More than 70 MPs tabled amendments to a finance bill to force the Government to bring forward the reduction from the current £100.
They were led by former Tory leader Iain Duncan Smith - who quizzed the Prime Minister about it in the Commons.
Theresa May said: "Our priority is making sure this change delivers the results we all want to see.
"We are listening to the concerns being raised by colleagues."
"Our priority is making sure this change delivers the results we all want to see..." - Theresa May
Punters can place bets of £100 every two seconds on the machines, described as the "crack cocaine of gambling".
This afternoon Ms Crouch welcomed the news, and spoke to Kent Online saying she was "pleased that common sense has prevailed."
"I've lost my job but people lose their lives over these machines," she said.

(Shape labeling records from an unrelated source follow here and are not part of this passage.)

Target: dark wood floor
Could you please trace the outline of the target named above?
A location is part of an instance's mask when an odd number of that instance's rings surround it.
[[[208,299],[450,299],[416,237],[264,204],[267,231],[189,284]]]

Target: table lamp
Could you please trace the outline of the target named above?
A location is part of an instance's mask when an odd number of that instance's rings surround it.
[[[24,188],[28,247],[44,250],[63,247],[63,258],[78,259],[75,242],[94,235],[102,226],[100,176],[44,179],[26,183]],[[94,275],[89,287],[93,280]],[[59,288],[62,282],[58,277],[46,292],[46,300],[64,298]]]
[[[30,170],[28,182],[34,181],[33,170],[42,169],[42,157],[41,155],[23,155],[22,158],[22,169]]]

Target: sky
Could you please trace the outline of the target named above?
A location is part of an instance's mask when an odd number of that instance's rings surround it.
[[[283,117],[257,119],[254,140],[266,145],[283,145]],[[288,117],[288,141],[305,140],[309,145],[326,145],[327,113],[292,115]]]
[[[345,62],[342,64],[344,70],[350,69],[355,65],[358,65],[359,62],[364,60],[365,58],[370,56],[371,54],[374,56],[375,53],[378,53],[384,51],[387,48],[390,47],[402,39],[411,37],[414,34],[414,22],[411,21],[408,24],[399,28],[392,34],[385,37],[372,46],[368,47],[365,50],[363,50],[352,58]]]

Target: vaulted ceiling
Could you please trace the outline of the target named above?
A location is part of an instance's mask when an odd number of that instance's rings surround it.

"I'm just pleased that if there's any positive outcome from my resignation it's that we had the collective voice of parliamentarians, faith leaders and charities - many other people affected by these machines - come forward and explain to the government why it was important to bring in this reduction as soon as possible, and I think today it is quite clear that the government has listened to that and has made the right decision."
In a statement issued earlier today she added: "The harm from these addictive machines is well publicised and I felt humbled to have met many brave people who over the 3-year review process came forward and told me their stories or those of their loved ones who had sadly taken their lives.
"It was right for the Government to take the decision to act and the impact assessment published alongside the Gambling Review made it clear that there was an expectation to implement the reduction in FOBT stakes within 9 to 12 months, with April 2019 being the most appropriate to tie in with fiscal changes elsewhere.
"I've lost my job but people lose their lives over these machines..." Tracey Crouch
"The initial decision to delay that implementation until October 2019, nearly 18 months after the review was published, based on a KPMG report for the industry that was given a disclaimer by its own authors, discredited by some in the bookmaking industry and in fact did not get mentioned in the Gambling Review, was not a policy I was able to defend, hence my resignation.
"I am sorry that my views as the Minister in charge of the policy were not heard, but I am delighted that the collective voice of Parliamentarians, faith leaders, victims of gambling addiction and their families, press and media commentators and many members of the public have been.
"This is right and sensible on FOBTs and will, without doubt, reduce harm from these machines on our high streets. There is however much more to be done on reducing gambling related harm online, dealing with advertising and supporting our treatment services which the Review makes various recommendations on and I look forward to watching from afar their progress with interest.
"In the meantime, I would like to thank everyone for their kind messages of support since my resignation. It has meant a lot."
Ms Crouch said in her resigation letter at the time: "It is with great sadness I have resigned from one of the best jobs in government.
"Thank you so much for all the very kind messages of support I have received throughout the day. Politicians come and go but principles stay with us forever."
She later added she had "no regrets" about the decision.